2024年7月6日、名古屋大学人文知共創センター室にて第4回理論班会議が開催されました。

 中村靖子先生は、構造的トピックモデルを用いてフロイトのテクストにおけるトピックの変遷を視覚化し、特に中期に中心的なトピックとなる“Traum”(夢)と、後期に中心的なトピックとなる“Witz”(機知)に注目してフロイトのユーモア論を紹介されました。

 質疑応答では、著者の思想的変遷を扱う研究において量的研究に対して質的研究が今後どのように位置づけられるべきかについて議論がなされ、研究の妥当性の確認としての量的研究の意義が再確認されました。

 鄭弯弯先生は、語彙の難易度を推定するための指標として、単語の親密度を導入する試みについて紹介されました。単語の親密度は、単語の出現頻度とは異なり、言葉を使う人の実感に依存する主観的指標であり、出現頻度のみを用いる場合に比べてより高い精度で語彙の難易度を推定できることが期待されています。 

 質疑応答では、方言や同義語の難易度を比較する際に親密度という指標がどう働くのか、語の古さが語の難易度や親密度とどのように関係するのか、などが議題に上がりました。

 鈴木麗璽先生は、言葉を持ったエージェントを対戦させ、言語モデルを用いて特定の指標によって勝者が弱者にとって代わり、さらに低い確率で単語を変異させる言語の生態ゲームによって、言語を進化的に扱う試みについて報告されました。次いで、この生態ゲームのテキストマイニング的な応用の可能性について問題提起されました。

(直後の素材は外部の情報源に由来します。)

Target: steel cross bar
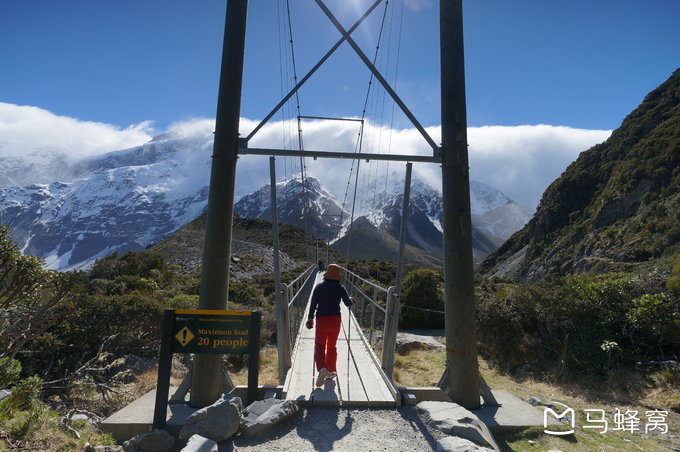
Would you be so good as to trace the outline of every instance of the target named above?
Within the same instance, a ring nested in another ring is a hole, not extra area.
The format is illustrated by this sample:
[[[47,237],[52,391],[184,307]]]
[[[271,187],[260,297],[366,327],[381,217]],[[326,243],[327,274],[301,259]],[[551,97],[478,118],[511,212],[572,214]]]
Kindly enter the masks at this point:
[[[364,122],[363,119],[357,119],[357,118],[331,118],[328,116],[303,116],[300,115],[300,118],[302,119],[326,119],[329,121],[352,121],[352,122]]]
[[[239,145],[239,155],[280,155],[284,157],[313,157],[331,159],[354,159],[354,160],[388,160],[393,162],[426,162],[441,163],[439,156],[428,155],[404,155],[404,154],[357,154],[356,152],[334,151],[296,151],[288,149],[258,149],[247,148]]]
[[[283,107],[283,104],[288,102],[288,99],[290,99],[293,96],[293,94],[295,94],[302,87],[302,85],[304,85],[305,82],[309,80],[309,77],[311,77],[317,71],[317,69],[319,69],[321,65],[326,62],[328,58],[330,58],[333,52],[335,52],[338,49],[338,47],[340,47],[340,44],[345,42],[349,34],[354,32],[354,30],[356,30],[357,27],[361,25],[364,19],[366,19],[373,12],[373,10],[378,7],[380,3],[382,3],[382,0],[376,0],[371,5],[371,7],[368,8],[368,10],[364,13],[363,16],[359,18],[359,20],[354,24],[354,26],[352,26],[352,28],[350,28],[349,31],[347,31],[347,36],[343,36],[342,38],[340,38],[340,40],[336,42],[335,45],[331,47],[331,49],[328,52],[326,52],[326,54],[319,60],[319,62],[316,63],[314,67],[310,69],[309,72],[307,72],[307,74],[304,77],[302,77],[302,79],[293,87],[293,89],[291,89],[290,92],[286,94],[286,96],[283,99],[281,99],[281,102],[276,104],[276,107],[274,107],[272,111],[270,111],[269,114],[265,116],[265,118],[262,121],[260,121],[257,127],[255,127],[253,131],[250,132],[250,134],[248,134],[248,136],[245,139],[246,142],[250,141],[250,139],[253,138],[253,136],[262,128],[262,126],[264,126],[270,119],[272,119],[272,116],[274,116],[276,112],[279,111],[281,107]]]
[[[357,55],[359,55],[359,58],[361,58],[361,60],[366,65],[366,67],[368,67],[368,69],[373,73],[375,78],[378,79],[378,81],[383,86],[383,88],[385,88],[385,91],[387,91],[389,93],[389,95],[392,96],[392,99],[394,100],[394,102],[396,102],[397,105],[399,105],[399,108],[401,108],[401,111],[404,112],[406,117],[411,121],[411,123],[415,126],[415,128],[418,129],[418,132],[420,132],[420,134],[423,136],[423,138],[425,138],[425,141],[427,141],[427,143],[432,147],[432,150],[435,152],[435,154],[439,153],[440,149],[439,149],[439,146],[437,146],[437,143],[434,142],[434,140],[432,139],[432,137],[430,137],[430,135],[427,133],[425,128],[423,128],[423,126],[420,124],[420,122],[418,122],[418,120],[413,115],[413,113],[411,113],[411,110],[408,109],[406,104],[404,104],[404,102],[402,102],[399,95],[392,89],[392,87],[387,82],[387,80],[385,80],[385,78],[382,76],[382,74],[380,74],[380,71],[378,71],[378,69],[373,65],[373,63],[371,63],[371,60],[368,59],[368,57],[363,52],[363,50],[361,50],[361,48],[357,45],[357,43],[354,42],[354,39],[352,39],[352,37],[349,35],[349,32],[347,30],[345,30],[345,28],[342,26],[342,24],[340,24],[340,22],[338,22],[338,19],[335,18],[335,16],[331,12],[331,10],[328,9],[328,7],[324,4],[323,0],[314,0],[314,1],[316,1],[316,4],[319,5],[319,8],[321,8],[321,10],[326,14],[326,16],[328,16],[328,19],[333,23],[333,25],[335,25],[335,28],[338,29],[338,31],[340,32],[340,34],[342,34],[342,36],[345,38],[347,43],[350,46],[352,46],[352,48],[357,53]]]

 質疑応答では、人間の代わりに生成モデルを被験者として用いる心理学研究がマスレベルでは一定の成功を収めていることなどを例に、高度な人工知能エージェントの出現により人間観が問い直される可能性が指摘され、言語モデルの心理学研究への応用可能性が議論されました。

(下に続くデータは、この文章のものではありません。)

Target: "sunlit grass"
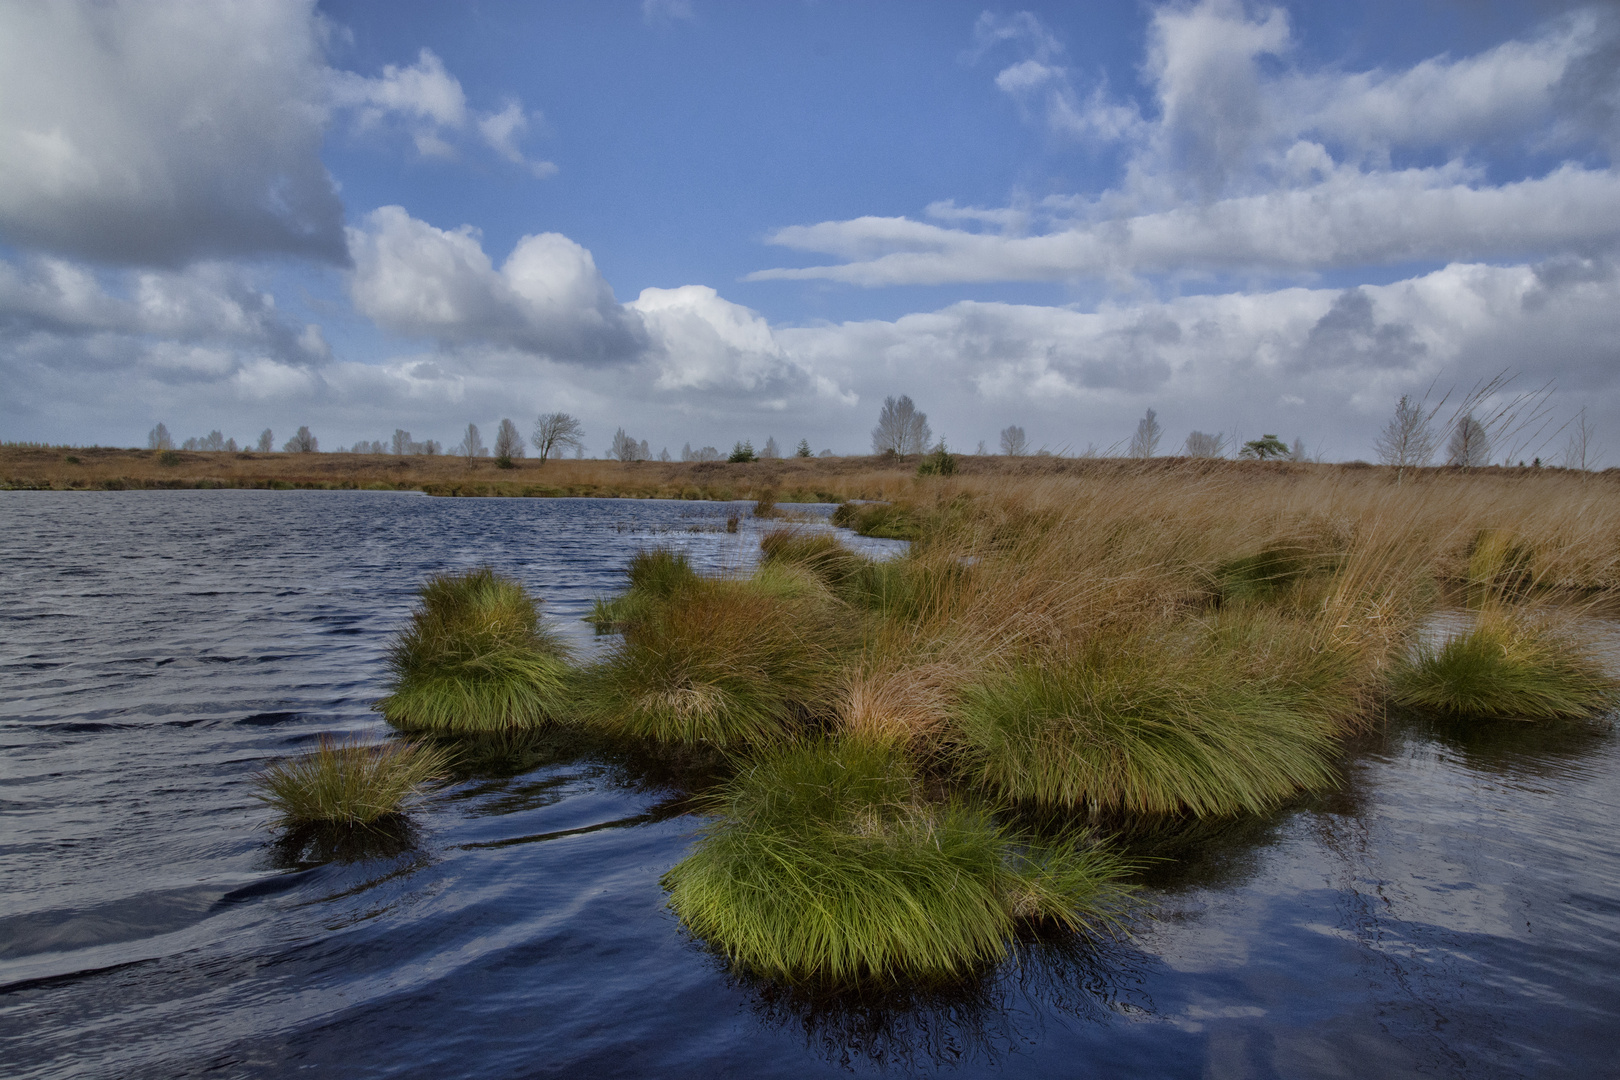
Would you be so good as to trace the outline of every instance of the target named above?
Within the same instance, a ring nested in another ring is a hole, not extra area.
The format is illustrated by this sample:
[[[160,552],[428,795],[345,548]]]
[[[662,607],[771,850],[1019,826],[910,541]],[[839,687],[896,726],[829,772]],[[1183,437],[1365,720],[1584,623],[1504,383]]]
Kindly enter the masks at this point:
[[[1020,842],[990,814],[929,803],[903,755],[859,741],[767,754],[664,877],[670,904],[734,963],[790,981],[960,976],[1024,922],[1112,927],[1122,864],[1083,840]]]
[[[568,707],[560,639],[527,590],[488,567],[429,579],[388,666],[390,692],[375,707],[401,728],[532,727]]]
[[[272,762],[255,780],[254,796],[283,826],[371,825],[409,810],[449,767],[449,755],[436,747],[323,737],[307,754]]]
[[[954,717],[966,775],[1039,805],[1198,816],[1332,783],[1331,676],[1232,644],[1135,634],[971,684]]]
[[[1474,629],[1416,648],[1390,677],[1393,700],[1448,716],[1553,720],[1620,704],[1620,681],[1579,639],[1494,606]]]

 大平徹先生は、2つの方程式が独立している場合に比べ、同じ値のまま両者の間に遅れカップリングを導入するだけではるかに大きな振動が生じることに着目し、集団の相互作用が生み出すリズムや構造を、遅れ微分方程式を用いて記述する試みについて報告されました。

 質疑応答では、研究の独創性として、遅れを導入しない従来のモデルでは増幅し続けて無限に発散するものしか記述できなかったのに対し、遅れ微分方程式は微弱な信号から非常に大きな振動を生み出すものでありながら制御可能なモデルであるという点が強調されました。

 金信行先生は、技術イノベーションの発展に経済の観点を含める形で、ラトゥールとは異なる立場からアクターネットワーク理論(Actor-Network-theory: ANT)を展開したミシェル・カロンの議論を取り上げ、カロンが提案する、媒介物を含むアクターが、様々な翻訳を通じて構成する技術経済ネットワーク(Techno-Economic Network: TEN)という概念をもとにANTの応用可能性を検討されました。 

 質疑応答では人間の脱中心化という観点から、ANT的な記述において翻訳のプロセスから人間による評価が排除されえないことの是非や、現代において情報のアウトプット(テクストの制作)の主体となりうる人間以外のアクターについて議論が交わされました。

 田村哲樹先生は、「政治体」と「集合体」を区別しようとしたラトゥールの議論を取り上げ、ANTを踏まえた政治や民主主義の概念について再検討されました。また、人工知能の民主主義的・非民主主義的側面を腑分けして後者を抑制しつつ前者を活用する方向性を検討しされました。

 質疑応答では、ランダムな抽選による代表者の選出、AIエージェントの政治参加などを例に、平等性、多様性、中立性といった観点から民主的な政治参加とはなにかという議題があげられました。

 平田周先生はラトゥールのANTを都市研究に応用する試みについて報告されました。従来の社会学の代替ではなく補完として、ANTの役割を批判的に検討したニール・ブレナーの議論を基に、政治経済学との接合によるANTの有効性と、ANTの存在論的な限界について考察されました。

 質疑応答では、ブレナーの取る立場とANTの立場での視点の違いが指摘され、ブレナーの批判の妥当性が検討されました。また、ANTでは人間どうしの平等性だけでなく人間以外のモノを含めたアクター間の平等性について考察することができるのか、そのときの平等性の質的な違いをどう捉えるべきかなどについて議論がなされました。